The theme of the FIS prom was "Celestial," hence the moon and stars overhead here:
The tables were decorated with star ornaments and cookie cutters. There were cards scattered with pictures of Venus, the Solar System, etc. Justin and I invented a game like War in which you played these cards and won based on whose card had the greatest probability of life - as in, Mars defeats Mercury. If you had a tie (say, Space and Earth, or the Astronaut and E.T.,both at 100) you kept playing until somebody won. If you play Saturn or Jupiter, you get to count the moons. I still think Justin shortchanged Venus. He is so carbon-normative. Give sulfur-based life forms a chance!

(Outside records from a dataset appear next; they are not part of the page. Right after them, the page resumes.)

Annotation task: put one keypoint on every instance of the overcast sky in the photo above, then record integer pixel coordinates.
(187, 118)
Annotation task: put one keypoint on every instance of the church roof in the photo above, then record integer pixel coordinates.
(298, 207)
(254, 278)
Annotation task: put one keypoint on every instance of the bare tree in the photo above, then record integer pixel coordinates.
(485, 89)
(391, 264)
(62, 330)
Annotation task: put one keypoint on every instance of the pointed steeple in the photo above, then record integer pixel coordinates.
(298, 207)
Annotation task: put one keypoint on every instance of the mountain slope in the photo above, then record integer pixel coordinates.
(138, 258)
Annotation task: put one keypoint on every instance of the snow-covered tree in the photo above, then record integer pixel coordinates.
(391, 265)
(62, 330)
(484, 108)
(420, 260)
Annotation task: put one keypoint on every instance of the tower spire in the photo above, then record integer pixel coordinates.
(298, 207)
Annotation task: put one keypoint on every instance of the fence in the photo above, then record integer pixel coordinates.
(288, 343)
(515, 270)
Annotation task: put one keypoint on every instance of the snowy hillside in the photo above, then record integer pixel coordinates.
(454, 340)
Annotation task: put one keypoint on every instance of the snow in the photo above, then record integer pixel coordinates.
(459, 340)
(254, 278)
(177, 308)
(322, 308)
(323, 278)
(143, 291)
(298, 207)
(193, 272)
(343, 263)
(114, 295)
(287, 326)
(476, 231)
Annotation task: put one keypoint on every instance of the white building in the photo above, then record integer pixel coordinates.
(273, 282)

Edited to add: Coworker Katherine took this picture of our card game, just in case you thought we couldn't possibly REALLY be nerdy enough to play it. If there is one thing you can learn from this blog, it is never to bet against how nerdy Justin and I can be.
We also had glowsticks. I made a bracelet, then a hat, then a belt, then a belt with a dangly bit, and then a bandolier. Think of me as a four-year-old with marginally better motor skills.

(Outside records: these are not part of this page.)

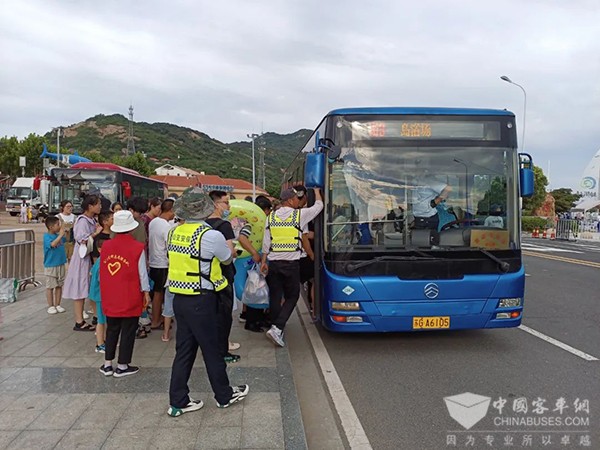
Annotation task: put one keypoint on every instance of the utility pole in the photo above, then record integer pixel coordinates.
(58, 131)
(130, 140)
(261, 162)
(253, 136)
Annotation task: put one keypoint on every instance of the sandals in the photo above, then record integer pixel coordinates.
(84, 326)
(141, 333)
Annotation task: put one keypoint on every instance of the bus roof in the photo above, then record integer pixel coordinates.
(112, 167)
(420, 110)
(105, 166)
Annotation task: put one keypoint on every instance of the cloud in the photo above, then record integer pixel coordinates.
(230, 68)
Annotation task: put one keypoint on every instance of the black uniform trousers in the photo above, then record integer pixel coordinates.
(126, 328)
(283, 279)
(225, 318)
(196, 317)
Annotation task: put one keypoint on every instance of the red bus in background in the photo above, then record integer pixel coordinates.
(116, 183)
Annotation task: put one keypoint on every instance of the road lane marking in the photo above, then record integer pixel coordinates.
(353, 429)
(558, 343)
(563, 259)
(537, 248)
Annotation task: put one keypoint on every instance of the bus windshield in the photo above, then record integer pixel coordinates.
(71, 182)
(389, 171)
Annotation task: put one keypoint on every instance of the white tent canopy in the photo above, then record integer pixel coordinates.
(587, 204)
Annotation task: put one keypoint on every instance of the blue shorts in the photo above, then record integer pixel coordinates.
(168, 304)
(100, 313)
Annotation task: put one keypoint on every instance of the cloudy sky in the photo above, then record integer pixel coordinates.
(233, 67)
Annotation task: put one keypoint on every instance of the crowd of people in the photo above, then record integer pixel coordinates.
(161, 263)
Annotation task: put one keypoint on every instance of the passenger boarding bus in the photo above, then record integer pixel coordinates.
(116, 183)
(421, 224)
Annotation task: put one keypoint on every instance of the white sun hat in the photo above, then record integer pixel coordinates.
(123, 222)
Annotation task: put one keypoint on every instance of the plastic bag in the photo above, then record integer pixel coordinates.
(8, 290)
(256, 291)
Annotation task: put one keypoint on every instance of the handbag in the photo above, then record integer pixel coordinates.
(256, 290)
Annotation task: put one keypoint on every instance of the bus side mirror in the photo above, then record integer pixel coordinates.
(126, 189)
(526, 175)
(314, 170)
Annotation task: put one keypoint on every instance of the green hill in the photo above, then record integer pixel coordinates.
(103, 137)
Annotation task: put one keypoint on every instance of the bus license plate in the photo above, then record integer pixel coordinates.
(430, 323)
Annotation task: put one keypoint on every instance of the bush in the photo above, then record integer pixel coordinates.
(528, 223)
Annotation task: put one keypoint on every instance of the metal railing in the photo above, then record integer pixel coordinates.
(17, 256)
(573, 229)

Coworkers Sarah and Tim helped with photography, and these are their pictures above. Their camera suffered a tragic hairline fracture on their trip to Vietnam when the lens got sideswiped by a motorcycle (which, on the other hand, is probably one of the better cocktail party stories about camera problems. Much better than ours, anyway, which involved the zoom lens breaking because Justin kept accidentally turning the camera on while it was in his pocket.) This is me demonstrating genuine, commiseratory sorrow at their loss. Also being the Monopoly Man.
Like two of the U.S. proms I went to, there was a dinner first. Unlike the proms I went to, there was very little dancing and it was over at 10. Think of it more as a senior banquet with a bit of dancing at the end. We had slide shows of senior photos, a great video of friends and former teachers around the world, and musical performances by some juniors. We all got emotional, and the tenth graders took advantage of this to eat all the dessert.
The evening was just fantastic, thanks to the yeoman's work of coworker Robert, the junior class advisor, who has been fundraising and organizing for months. I think the only bad part of prom for all of us was that this means Robert won't be forced to cook giant pots of chili to sell at lunch anymore. Unless he needs spare cash. I'm not above a little burglary to try to make this happen.